The local school district spends $7,995 per student. There are 9.6 students for each teacher in the school, 664 students for each Librarian and 332 students for each Counselor. 5.81% of the area’s population over the age of 25 with an Associate Degree or other 2-year college degree, 22.19% with a master’s degree, Ph.D. or other advanced college degree and 3.57% with high school diplomas or high school equivalency degrees (GEDs).

  • Ocracoke's population in Hyde County, North Carolina of 1,367 residents in 1900 has increased 25,51-fold to 34,866 residents after 120 years, according to the official 2020 census.

    Approximately 50.16% female residents and 49.84% male residents live in Ocracoke, Hyde County, North Carolina.

    As of 2020 in Ocracoke, Hyde County, North Carolina are married and the remaining 33.33% are single population.

  • 16.2 minutes is the average time that residents in Ocracoke require for a one-way commute to work. A long commute can have different effects on health. A Gallup poll in the US found that in terms of mental health, long haul commuters are up to 12 percent more likely to experience worry, and ten percent less likely to feel well rested. The Gallup poll also found that of people who commute 61­–90 minutes each day, a whopping one third complained of neck and back pain, compared to less than a quarter of people who only spend ten minutes getting to work.

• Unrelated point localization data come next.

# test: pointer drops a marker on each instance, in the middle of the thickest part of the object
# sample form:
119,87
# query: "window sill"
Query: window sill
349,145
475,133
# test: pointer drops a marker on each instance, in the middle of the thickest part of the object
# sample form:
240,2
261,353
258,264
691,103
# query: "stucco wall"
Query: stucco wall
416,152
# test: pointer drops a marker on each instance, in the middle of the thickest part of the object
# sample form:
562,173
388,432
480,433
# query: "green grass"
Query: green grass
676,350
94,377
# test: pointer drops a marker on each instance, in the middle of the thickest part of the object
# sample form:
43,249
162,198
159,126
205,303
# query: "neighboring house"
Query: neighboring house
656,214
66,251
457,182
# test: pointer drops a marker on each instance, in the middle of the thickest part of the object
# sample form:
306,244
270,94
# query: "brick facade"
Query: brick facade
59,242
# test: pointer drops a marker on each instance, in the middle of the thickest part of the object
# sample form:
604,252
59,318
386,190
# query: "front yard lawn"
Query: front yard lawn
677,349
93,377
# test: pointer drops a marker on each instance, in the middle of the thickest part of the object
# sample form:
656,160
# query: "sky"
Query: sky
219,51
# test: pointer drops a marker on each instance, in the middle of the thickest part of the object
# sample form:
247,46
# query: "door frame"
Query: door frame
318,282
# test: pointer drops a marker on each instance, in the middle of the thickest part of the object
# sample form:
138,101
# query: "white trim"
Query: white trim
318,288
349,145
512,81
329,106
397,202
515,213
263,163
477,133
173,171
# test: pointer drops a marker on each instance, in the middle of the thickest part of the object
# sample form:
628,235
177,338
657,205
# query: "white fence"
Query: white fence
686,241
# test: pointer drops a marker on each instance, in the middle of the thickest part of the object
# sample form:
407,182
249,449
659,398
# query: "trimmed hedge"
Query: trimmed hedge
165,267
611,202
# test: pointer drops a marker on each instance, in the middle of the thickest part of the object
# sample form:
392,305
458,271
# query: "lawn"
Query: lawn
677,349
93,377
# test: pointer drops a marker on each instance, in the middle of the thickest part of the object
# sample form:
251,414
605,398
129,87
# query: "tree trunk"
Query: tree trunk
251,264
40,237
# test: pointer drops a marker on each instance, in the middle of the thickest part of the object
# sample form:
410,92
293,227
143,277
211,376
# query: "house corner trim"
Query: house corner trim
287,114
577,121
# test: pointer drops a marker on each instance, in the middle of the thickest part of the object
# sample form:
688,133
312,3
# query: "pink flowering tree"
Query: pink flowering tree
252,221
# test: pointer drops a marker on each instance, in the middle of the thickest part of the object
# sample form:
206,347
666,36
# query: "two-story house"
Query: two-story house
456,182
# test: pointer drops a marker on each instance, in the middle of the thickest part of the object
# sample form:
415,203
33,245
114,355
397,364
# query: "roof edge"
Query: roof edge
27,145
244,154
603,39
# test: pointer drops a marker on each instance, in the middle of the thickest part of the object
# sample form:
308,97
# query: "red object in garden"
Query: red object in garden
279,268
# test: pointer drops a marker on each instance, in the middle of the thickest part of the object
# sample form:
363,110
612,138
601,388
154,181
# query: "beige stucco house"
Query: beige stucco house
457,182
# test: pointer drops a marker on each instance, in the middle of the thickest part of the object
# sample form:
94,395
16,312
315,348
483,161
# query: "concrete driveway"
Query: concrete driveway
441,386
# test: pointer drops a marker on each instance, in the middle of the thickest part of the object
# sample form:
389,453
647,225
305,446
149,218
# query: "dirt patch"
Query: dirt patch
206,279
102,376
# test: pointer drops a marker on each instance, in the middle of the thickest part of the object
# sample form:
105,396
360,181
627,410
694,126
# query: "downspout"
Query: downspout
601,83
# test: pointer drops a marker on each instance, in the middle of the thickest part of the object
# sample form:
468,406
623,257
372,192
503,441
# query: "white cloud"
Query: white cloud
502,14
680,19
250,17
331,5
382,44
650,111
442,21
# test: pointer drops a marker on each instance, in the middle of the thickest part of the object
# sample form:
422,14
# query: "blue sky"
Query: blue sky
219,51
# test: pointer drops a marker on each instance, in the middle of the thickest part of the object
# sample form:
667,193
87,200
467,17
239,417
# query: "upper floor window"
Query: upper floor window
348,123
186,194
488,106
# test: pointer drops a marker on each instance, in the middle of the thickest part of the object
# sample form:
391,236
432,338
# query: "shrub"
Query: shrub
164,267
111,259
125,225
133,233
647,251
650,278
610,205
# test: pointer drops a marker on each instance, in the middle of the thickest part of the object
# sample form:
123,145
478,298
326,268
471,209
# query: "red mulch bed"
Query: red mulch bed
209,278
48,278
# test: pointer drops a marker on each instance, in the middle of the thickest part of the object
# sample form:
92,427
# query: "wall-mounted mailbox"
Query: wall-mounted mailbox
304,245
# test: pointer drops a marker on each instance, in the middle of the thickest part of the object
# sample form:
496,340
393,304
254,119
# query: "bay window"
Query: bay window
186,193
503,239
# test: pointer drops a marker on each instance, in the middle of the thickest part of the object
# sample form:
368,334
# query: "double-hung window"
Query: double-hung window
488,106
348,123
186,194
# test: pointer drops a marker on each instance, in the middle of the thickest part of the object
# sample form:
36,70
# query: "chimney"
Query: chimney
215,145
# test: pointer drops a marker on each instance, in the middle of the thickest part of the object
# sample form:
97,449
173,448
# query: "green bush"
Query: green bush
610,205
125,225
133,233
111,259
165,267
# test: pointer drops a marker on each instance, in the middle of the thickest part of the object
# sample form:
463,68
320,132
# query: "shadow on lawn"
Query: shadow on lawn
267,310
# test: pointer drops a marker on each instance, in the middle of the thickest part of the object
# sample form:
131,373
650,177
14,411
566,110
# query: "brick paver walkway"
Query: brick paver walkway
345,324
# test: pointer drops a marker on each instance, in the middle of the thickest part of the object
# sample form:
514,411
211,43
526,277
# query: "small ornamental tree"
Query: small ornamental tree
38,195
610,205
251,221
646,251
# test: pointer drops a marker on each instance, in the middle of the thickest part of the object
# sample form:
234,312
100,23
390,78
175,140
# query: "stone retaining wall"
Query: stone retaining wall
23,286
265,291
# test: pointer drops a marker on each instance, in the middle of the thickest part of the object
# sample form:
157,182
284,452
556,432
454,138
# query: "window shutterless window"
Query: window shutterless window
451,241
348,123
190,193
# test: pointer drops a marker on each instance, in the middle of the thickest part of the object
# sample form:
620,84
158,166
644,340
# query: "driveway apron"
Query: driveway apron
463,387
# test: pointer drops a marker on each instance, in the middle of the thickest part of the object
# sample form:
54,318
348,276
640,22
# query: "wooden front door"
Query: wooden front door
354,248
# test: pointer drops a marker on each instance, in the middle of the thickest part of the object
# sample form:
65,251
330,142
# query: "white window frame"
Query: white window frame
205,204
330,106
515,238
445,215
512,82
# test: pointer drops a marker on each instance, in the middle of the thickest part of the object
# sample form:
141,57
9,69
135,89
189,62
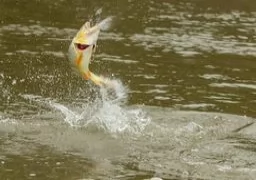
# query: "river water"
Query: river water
184,106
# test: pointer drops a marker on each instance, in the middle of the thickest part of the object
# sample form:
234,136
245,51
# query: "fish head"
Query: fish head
82,47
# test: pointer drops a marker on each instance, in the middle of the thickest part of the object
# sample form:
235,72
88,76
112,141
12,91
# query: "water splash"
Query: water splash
107,112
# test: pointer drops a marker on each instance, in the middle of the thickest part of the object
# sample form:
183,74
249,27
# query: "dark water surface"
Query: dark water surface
191,105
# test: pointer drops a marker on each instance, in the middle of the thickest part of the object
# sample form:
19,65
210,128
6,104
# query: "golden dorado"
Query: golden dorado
82,48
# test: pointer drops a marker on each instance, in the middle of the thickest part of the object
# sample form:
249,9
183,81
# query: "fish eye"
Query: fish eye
81,46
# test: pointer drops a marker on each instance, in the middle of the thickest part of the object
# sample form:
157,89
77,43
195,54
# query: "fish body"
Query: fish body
82,48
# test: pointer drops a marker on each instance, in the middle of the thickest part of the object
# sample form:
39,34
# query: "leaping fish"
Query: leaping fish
82,49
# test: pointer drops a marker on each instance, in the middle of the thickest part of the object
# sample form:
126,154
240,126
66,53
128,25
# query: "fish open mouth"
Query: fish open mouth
81,47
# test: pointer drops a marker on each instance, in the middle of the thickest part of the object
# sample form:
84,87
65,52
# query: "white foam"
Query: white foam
108,112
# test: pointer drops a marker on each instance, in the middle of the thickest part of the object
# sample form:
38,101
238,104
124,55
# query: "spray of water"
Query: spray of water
108,112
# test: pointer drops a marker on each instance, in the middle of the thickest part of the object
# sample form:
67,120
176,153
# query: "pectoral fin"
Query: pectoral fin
94,78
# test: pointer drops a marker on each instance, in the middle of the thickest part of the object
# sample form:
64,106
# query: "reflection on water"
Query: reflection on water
181,55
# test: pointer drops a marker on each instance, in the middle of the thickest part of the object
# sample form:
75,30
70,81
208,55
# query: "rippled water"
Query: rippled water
184,103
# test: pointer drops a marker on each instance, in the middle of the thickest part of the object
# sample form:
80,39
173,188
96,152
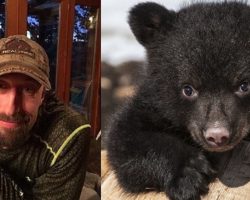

    68.21% of the working population which commute to work alone in their car, 5.34% of the working population which commutes to work in a carpool and 7.66% of the population that has their home as their principal place of work.

  • Of the total residential buildings in Ocracoke, Hyde County, North Carolina, 33.24% are owner-occupied homes, another 9.06% are rented apartments, and the remaining 57.70% are vacant.

  • The 30.42% of the population in Ocracoke, Hyde County, North Carolina who identify themselves as belonging to a religion are distributed among the following most diverse religions.